Te ponad trzy miesiące zleciały, jak trzy dni albo trzy sekundy. Nigdy nie pomyślałabym, że przez to, że zgodziłam się pomóc nieznajomemu weterynarzowi, zyskam ukochanego mężczyznę, który sprawił, że poczułam się piękna i wyjątkowa. Maven nie tylko mnie uszczęśliwił, ale też moją córeczkę, która zaczynała go traktować jak tatę, którego nigdy wcześniej nie miała.

Staraliśmy się spędzać ze sobą wolne chwile. Maven poprosił o pomoc Harry'ego, który zgodził się przyjeżdżać, co dwa dni. Ja dzięki temu, że miałam do pomocy Alice i Lilith, mogłam odpocząć od pracy. Pielęgnowałam naszą relację cały czas. Dbaliśmy też o to, żeby obok nas była Lottie, która strasznie przeżywała wyjazd Mavena. Tęskniła za nim od kilku dni, choć Maven jeszcze mieszkał w Wineley. No cóż... Wkrótce miało to ulec diametralnej zmianie.

Z naszych ust wielokrotnie padły deklaracje. Różnego rodzaju obietnice, których ja zamierzałam dotrzymać. Wierzyłam, że Maven również.

Ufałam mu. Te trzy miesiące to krótki staż, ale w naszej relacji niezwykle intensywny. Widywaliśmy się bardzo często, a prowadzone przez nas rozmowy oraz okazywane gesty, śmiało wskazywały na to, że oczekiwaliśmy czegoś więcej niż zwykłej przyjaźni.

Czy się bałam? Tak. Bardzo się bałam. Bałam się, że na pewnym etapie przestanę być wystarczająca. Wineley było moim domem, miałam tutaj przyjaciół, Lottie także. Nie mogłam być taką egoistką. Przecież Maven zostawił na te trzy miesiące swoje poukładane życie oraz przyjaciela, z którym pracował. Związek na odległość był dla mnie czymś nowym... Pewnie to wprawiało mnie w ten przerażający stan.

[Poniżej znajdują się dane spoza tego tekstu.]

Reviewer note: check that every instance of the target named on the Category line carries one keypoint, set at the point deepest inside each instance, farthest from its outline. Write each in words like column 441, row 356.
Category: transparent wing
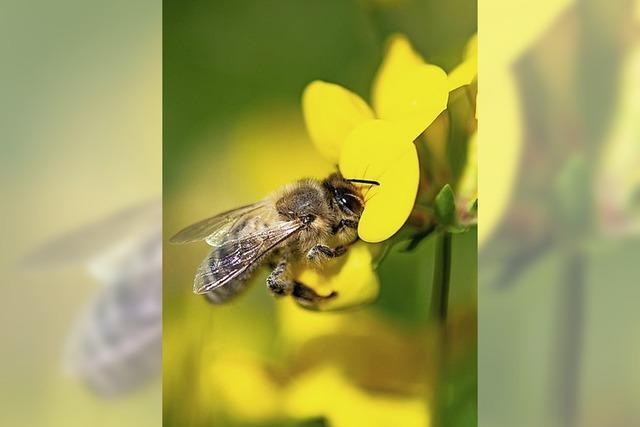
column 95, row 240
column 218, row 224
column 231, row 258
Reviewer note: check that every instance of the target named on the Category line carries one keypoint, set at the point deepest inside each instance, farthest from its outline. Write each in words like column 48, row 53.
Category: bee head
column 344, row 194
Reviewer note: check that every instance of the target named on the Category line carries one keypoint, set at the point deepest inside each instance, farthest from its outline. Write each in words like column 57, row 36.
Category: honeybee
column 309, row 221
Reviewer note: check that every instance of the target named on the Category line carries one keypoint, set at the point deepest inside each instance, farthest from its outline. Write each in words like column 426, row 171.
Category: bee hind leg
column 277, row 281
column 319, row 252
column 308, row 298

Szykowałam razem z Kendrą, Lottie i Rhettem kolację. Kolacje pożegnalną. Nie zapraszałam nikogo więcej. Przez te ostatnich kilka dni codziennie ktoś przychodził do Mavena, chcąc się z nim pożegnać. Ciocie płakały chyba z ponad dwie godziny i za nic w świecie nie umiał ich uspokoić. Moi rodzice wpadli do mnie, gdy akurat siedziałam razem z z Mavenem i Lottie w ogrodzie. Tata zabrał potem Mavena bliżej kur, aby je nakarmić, a w międzyczasie o czymś dyskutowali. Mama wyściskała go i wręczyła siatkę pomarańczy z sadu. Gdy tylko zobaczyłam te owoce, to przypomniało mi się, jak złapał mnie, gdy spadłam z drabiny. Gdy przenosiłam wzrok na kurnik, stopklatki wspomnień ukazywały mi chwile, gdy wyrzucił instrukcje, a potem nie wiedział, co dalej. Uśmiechnęłam się sama do siebie, gdy w mojej głowie utkwił moment, w którym uciekał przed kogutem. Za to poprzedniego dnia, odwiedzili nas moi dziadkowie, babcia śmiała się głośno i opowiadała, jaki Maven był zakłopotany, kiedy policzył świnie. Za to moja córeczka wytknęła Mavenowi, że nadal nie nauczył się prawidłowo łapać świnek. Nasze pierwsze spotkanie należało do... nietypowych. Ale dzięki temu spotkaniu, zyskałam osobę, której powierzyłam bolesne wspomnienia.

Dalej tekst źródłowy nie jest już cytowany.